A Question I was Recently Asked Was:



“Looking beyond the Glass Community, where would I place myself and work in the greater spectrum of the “artworld” and why?”



This is an interesting question, both personally, and for the “Glass Movement” in general.   For about fifty years the studio glass movement has been largely content to go it’s own way.


It was held together by a belief in glass as an appropriate and avant-garde medium of “artistic” expression, by a largely-insular collector-base subculture, and by a limited, but international, number of material-exclusive galleries.


Despite aspirations to be recognized as a full-grown art form, the medium to date has, to a significant extent, been excluded from the larger artworld.   Why now the need to find a place?


I’ve always thought The “Glass Movement” is best understood as another in the long line of, possibly short-lived, modern art movements, such as Pop Art – that, at its heart, is inherently Cubist in multiplicity of view and dimension.


The Glass Movement did not initially require or seek institutional recognition, but as the movement evolved beyond it’s craft origins, the collector support group aged, and the Gallery marketing system matured, institutional approbation has increasingly been sought to broaden the collector group and the movement’s reach.

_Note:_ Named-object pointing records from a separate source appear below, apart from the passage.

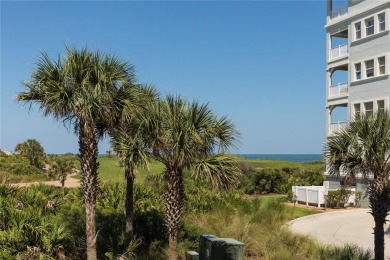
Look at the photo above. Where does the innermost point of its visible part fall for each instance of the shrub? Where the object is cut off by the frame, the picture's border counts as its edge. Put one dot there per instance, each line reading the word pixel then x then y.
pixel 337 198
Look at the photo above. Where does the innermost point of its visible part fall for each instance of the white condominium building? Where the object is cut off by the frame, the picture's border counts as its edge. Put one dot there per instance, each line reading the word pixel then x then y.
pixel 357 59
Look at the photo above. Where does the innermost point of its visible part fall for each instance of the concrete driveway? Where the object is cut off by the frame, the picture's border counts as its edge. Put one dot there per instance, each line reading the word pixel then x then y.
pixel 340 227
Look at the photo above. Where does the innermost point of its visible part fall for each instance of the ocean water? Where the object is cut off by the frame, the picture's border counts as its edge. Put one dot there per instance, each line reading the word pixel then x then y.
pixel 285 157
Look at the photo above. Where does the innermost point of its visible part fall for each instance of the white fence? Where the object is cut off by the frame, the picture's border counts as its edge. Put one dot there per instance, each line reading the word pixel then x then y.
pixel 315 195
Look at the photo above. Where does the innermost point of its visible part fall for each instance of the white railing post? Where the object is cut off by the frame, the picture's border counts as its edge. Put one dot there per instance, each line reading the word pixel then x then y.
pixel 318 197
pixel 307 197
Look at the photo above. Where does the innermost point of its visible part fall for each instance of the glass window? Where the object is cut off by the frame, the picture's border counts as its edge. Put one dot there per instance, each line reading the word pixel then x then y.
pixel 382 22
pixel 370 26
pixel 368 108
pixel 356 107
pixel 382 66
pixel 358 30
pixel 358 71
pixel 381 105
pixel 369 68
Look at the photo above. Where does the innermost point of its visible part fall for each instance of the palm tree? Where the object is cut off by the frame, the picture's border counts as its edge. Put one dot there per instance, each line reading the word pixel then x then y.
pixel 186 135
pixel 33 150
pixel 128 142
pixel 82 89
pixel 363 147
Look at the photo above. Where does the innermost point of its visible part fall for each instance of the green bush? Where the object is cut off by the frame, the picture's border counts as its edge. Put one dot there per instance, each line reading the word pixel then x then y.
pixel 337 198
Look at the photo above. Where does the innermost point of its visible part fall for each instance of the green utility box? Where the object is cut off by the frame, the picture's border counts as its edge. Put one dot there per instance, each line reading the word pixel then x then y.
pixel 215 248
pixel 192 255
pixel 227 249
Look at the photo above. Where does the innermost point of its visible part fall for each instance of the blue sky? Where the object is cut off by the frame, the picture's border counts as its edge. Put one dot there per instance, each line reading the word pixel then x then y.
pixel 261 63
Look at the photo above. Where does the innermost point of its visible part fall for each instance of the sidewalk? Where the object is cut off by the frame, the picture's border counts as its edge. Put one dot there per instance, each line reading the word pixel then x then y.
pixel 340 227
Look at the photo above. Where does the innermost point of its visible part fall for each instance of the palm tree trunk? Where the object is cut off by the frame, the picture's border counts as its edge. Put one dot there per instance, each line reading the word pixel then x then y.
pixel 379 204
pixel 88 156
pixel 129 175
pixel 173 196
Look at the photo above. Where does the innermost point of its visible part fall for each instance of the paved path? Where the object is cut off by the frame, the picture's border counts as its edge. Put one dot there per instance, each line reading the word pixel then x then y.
pixel 340 227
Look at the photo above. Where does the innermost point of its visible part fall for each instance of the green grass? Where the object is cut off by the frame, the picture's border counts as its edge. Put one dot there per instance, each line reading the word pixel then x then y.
pixel 109 170
pixel 284 164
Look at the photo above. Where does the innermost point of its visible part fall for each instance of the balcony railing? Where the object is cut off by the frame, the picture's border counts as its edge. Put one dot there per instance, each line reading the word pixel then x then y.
pixel 338 12
pixel 339 51
pixel 340 89
pixel 337 126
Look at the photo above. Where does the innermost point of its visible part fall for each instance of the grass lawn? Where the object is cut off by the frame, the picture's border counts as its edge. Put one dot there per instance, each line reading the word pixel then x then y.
pixel 109 170
pixel 296 212
pixel 284 164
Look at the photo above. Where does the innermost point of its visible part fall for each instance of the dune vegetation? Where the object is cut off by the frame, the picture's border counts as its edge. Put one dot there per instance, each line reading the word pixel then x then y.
pixel 45 221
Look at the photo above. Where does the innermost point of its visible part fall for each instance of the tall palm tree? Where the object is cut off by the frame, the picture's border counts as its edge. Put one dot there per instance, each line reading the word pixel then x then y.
pixel 363 147
pixel 184 135
pixel 33 150
pixel 82 90
pixel 128 142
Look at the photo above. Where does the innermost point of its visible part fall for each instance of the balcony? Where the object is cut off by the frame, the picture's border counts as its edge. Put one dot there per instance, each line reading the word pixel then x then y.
pixel 338 90
pixel 338 12
pixel 339 51
pixel 337 126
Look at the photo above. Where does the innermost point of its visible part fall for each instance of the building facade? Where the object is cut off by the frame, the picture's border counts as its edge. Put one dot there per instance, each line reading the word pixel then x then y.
pixel 357 60
pixel 358 55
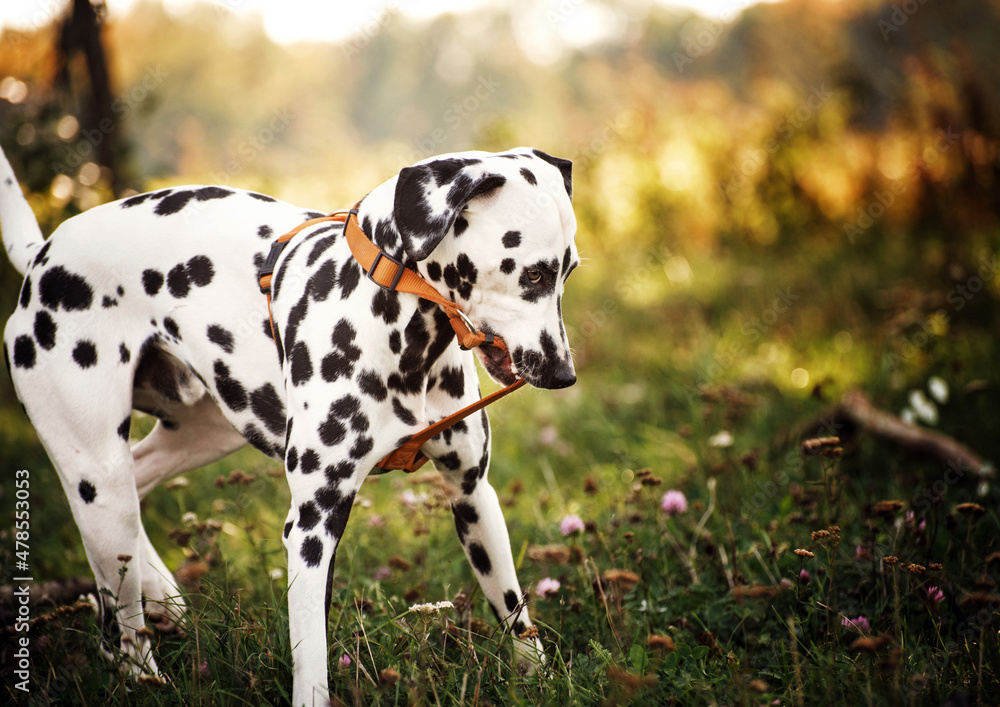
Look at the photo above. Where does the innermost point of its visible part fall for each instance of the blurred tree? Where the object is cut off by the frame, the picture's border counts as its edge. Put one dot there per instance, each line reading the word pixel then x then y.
pixel 80 33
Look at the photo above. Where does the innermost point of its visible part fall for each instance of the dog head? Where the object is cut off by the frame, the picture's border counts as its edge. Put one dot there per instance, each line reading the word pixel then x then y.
pixel 495 233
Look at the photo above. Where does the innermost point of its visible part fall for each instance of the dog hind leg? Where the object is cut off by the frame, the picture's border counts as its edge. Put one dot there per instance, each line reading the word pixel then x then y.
pixel 82 437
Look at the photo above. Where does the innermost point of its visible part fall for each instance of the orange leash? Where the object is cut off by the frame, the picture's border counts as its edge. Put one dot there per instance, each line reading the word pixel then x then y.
pixel 389 273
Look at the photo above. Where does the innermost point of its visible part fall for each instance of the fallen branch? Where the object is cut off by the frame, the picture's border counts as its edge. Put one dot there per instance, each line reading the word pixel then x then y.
pixel 857 410
pixel 56 592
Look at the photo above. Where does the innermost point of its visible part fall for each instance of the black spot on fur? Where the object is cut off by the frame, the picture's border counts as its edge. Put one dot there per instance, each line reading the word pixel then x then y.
pixel 60 288
pixel 402 413
pixel 336 474
pixel 178 200
pixel 308 515
pixel 171 326
pixel 469 480
pixel 465 515
pixel 87 491
pixel 332 431
pixel 269 408
pixel 371 385
pixel 45 330
pixel 321 245
pixel 42 257
pixel 345 407
pixel 124 428
pixel 85 354
pixel 221 337
pixel 328 497
pixel 152 281
pixel 301 364
pixel 480 559
pixel 453 381
pixel 336 365
pixel 310 461
pixel 385 304
pixel 200 270
pixel 178 282
pixel 323 281
pixel 258 440
pixel 350 276
pixel 337 519
pixel 26 292
pixel 312 551
pixel 232 392
pixel 362 445
pixel 24 352
pixel 359 423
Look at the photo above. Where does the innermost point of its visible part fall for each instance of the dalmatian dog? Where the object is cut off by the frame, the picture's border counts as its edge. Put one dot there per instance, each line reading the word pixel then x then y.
pixel 152 303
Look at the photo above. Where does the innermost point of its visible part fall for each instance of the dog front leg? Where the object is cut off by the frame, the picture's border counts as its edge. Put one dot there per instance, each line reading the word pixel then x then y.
pixel 464 457
pixel 314 527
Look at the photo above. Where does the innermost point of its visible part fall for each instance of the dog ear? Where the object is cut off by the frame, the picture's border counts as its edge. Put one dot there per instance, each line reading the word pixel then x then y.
pixel 564 166
pixel 429 197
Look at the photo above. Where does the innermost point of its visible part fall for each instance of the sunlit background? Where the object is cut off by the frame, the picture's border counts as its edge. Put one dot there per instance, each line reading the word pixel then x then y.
pixel 781 192
pixel 785 210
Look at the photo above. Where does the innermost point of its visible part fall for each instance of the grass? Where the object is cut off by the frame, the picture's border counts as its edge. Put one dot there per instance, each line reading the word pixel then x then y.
pixel 750 596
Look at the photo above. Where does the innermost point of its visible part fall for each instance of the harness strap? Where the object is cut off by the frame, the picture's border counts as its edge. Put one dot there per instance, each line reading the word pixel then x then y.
pixel 389 273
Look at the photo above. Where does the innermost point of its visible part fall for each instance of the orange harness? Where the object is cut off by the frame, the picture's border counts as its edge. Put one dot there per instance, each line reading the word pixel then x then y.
pixel 387 272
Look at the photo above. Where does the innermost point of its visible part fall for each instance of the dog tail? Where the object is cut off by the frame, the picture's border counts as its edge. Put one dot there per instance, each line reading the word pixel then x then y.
pixel 21 235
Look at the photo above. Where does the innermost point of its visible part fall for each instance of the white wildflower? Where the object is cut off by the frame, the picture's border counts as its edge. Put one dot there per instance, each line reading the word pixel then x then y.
pixel 924 408
pixel 938 389
pixel 721 439
pixel 431 608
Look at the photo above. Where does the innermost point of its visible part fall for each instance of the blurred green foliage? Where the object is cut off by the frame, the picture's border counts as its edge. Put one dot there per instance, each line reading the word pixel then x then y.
pixel 773 209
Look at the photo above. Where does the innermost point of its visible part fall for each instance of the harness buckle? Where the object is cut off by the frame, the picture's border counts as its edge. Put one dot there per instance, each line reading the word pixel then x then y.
pixel 395 280
pixel 268 267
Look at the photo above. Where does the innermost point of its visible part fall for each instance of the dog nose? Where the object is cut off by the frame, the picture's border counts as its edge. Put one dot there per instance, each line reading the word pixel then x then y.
pixel 563 377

Fifty years later, the movement is at a cusp.  Public recognition of “glass art”, spurred by the general acceptance of Dale Chihuly’s mass marketing of the medium, is at a high point not seen for perhaps a hundred years.  The question remains however, will the dominant museum-led institutional definition of “art” include glass in its ranks of recognized artistic mediums?  Or has the Glass Movement seen it’s peak, and is inevitably destined to be relegated to just one more material among a universe of possible mediums for artistic expression?  The jury is out, but I am hopeful.  The quality and diversity of work now being produced can not be denied.


As for myself, if I must place my work somewhere in the artworld, I think of myself as reflective of a combination of influences of The Modern Age:  Fauvist in color sensibility, Cubist in multiplicity of viewpoint, and Abstract Expressionist in spirit.


But I don’t need a place in “artworld”.   I just need the inestimable joy of creation, of moving that initial whisper of an idea, from concept to reality, in a medium that always surprises me with voice of its own.  That’s my artworld, and it is sufficient.